My friend Nan (not her real name) and I found ourselves both shopping at Trader Joe’s and the conversation fell to writing. She finished her first novel and it was with a literary agent. I mentioned that my last book was The Goodbye Baby-A Diary about Adoption.
“My daughter was adopted,” Nan confided, “but she doesn’t want to find out who her birthparents were.” I expressed my belief that even if an adoptee does not want to upset people or herself (or himself), it is important to meet and learn about birthparents. Parents, originals or adoptive, can become “late” in the blink of an eye, and when they are gone, they will be gone forever. Having lost both my birth parents and my adoptive mom and dad, I know this all too well.

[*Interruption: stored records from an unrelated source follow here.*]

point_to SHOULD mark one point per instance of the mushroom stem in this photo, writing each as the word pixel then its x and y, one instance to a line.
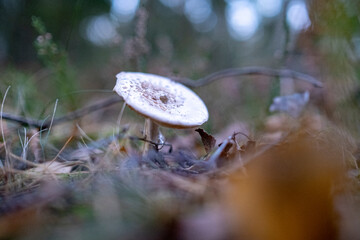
pixel 152 133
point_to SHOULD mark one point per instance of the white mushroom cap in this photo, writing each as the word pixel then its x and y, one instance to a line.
pixel 164 101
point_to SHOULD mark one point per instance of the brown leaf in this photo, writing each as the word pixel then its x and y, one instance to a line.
pixel 208 140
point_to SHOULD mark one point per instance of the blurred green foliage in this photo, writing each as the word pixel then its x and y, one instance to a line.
pixel 163 40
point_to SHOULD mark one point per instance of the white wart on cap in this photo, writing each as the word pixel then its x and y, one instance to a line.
pixel 164 101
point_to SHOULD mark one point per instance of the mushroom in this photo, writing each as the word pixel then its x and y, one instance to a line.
pixel 161 101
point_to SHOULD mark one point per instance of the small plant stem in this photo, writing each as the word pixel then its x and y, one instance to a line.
pixel 151 133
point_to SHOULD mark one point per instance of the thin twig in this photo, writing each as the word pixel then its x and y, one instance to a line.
pixel 2 126
pixel 232 72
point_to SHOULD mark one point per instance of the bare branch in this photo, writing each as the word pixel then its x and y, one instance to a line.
pixel 232 72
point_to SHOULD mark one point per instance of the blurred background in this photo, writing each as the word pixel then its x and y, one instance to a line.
pixel 72 50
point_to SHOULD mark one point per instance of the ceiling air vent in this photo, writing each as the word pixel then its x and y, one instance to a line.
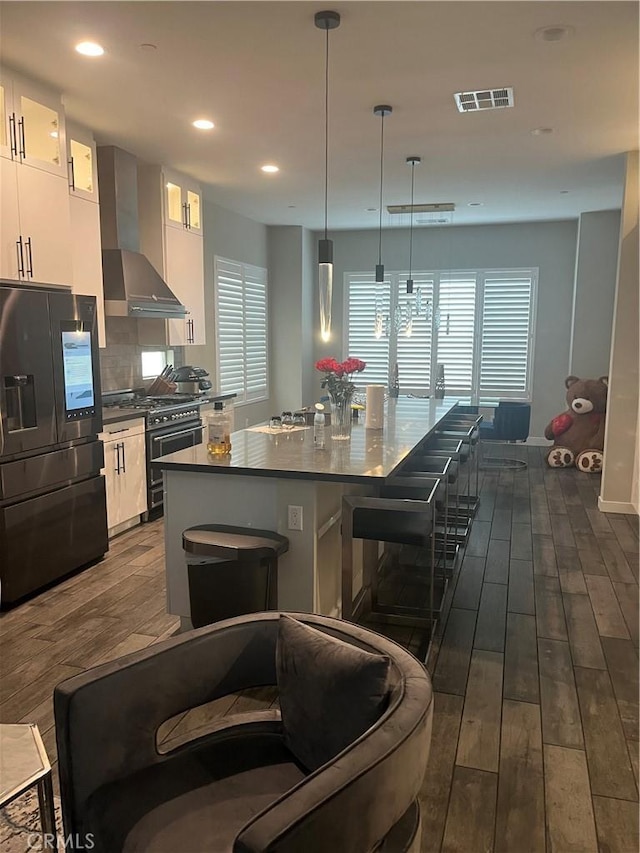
pixel 484 99
pixel 422 214
pixel 421 208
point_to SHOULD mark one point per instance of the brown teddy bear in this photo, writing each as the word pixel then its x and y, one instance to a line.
pixel 578 433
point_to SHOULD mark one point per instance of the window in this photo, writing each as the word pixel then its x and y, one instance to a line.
pixel 154 362
pixel 241 330
pixel 479 324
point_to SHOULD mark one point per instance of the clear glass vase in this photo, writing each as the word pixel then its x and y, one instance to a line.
pixel 341 415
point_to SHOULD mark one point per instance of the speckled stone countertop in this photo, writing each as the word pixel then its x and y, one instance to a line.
pixel 113 415
pixel 368 454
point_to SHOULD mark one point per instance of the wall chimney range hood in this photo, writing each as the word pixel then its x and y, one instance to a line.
pixel 132 285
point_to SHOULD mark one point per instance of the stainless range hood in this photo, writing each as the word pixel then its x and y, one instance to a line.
pixel 132 285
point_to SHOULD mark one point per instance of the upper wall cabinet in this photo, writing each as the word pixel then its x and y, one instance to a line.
pixel 33 129
pixel 182 202
pixel 82 167
pixel 175 250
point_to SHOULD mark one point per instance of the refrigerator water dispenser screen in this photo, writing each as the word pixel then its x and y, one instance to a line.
pixel 78 371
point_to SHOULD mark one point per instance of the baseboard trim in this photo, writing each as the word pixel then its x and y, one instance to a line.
pixel 625 507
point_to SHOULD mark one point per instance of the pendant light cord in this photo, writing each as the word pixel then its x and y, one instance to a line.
pixel 326 135
pixel 413 169
pixel 381 178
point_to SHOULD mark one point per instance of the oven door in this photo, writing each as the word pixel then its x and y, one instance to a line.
pixel 164 440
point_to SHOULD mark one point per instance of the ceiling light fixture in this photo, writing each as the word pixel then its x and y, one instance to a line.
pixel 413 162
pixel 326 21
pixel 381 110
pixel 89 48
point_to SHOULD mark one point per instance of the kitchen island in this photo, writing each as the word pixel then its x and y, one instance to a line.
pixel 268 472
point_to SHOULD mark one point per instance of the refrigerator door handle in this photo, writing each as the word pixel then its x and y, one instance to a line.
pixel 20 253
pixel 13 136
pixel 29 257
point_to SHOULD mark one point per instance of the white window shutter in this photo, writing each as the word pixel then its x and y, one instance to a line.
pixel 241 329
pixel 456 335
pixel 363 295
pixel 506 333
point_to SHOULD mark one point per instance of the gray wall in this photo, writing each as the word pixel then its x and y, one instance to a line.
pixel 550 246
pixel 232 236
pixel 594 293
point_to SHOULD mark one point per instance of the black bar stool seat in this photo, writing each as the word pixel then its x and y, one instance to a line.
pixel 240 575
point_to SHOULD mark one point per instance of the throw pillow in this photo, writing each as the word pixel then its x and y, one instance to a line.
pixel 330 691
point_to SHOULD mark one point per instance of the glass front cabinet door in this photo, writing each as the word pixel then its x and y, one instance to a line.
pixel 81 162
pixel 33 132
pixel 182 202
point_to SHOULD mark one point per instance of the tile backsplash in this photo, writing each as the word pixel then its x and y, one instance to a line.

It makes sense to meet the parents, to know where you started out, to overcome inhibitions or old wounds and to adjust to whatever circumstances decided your fate. (As opposed to wishing for what might have been.)
Right after my encounter with Nan, I saw the movie “Philomena.” The movie is based on Martin Sixsmith’s account of a true story. Played by Judi Dench, Philomena is an Irish teenager who got pregnant out of wedlock. She was sent to live with nuns. The 16-year-old is forced to work and allowed, as were all the unwed mothers at the Abbey, to see her son for a mere hour a day. Without warning, the son is adopted (actually, sold) to a wealthy American couple. Fifty years later, she longs to find him. She meets Sixsmith (played by Steve Coogan) and through a series of events ends up being the topic of Sixsmith’s journalism assignment: a human interest story based on the birthmother’s story.
The two comprise a very odd couple as Sixsmith joins Philomena in a journey to America to locate the son she hopes to find. It turns out that the quest is too late. To not give everything away, I’ll say simply that you must see the movie to learn why. Philomena’s expression of profound grief at the end conveys a powerful message: Do not wait.
I hope my friend and her daughter will go to see this amazing portrayal of a true adoption story. Perhaps it will lead the daughter will change her mind about searching for her birthmother. That said, Philomena should be a must-see for adoptees, birth parents, adoptive parents, and anyone who enjoys a wonderful, beautifully-crafted film.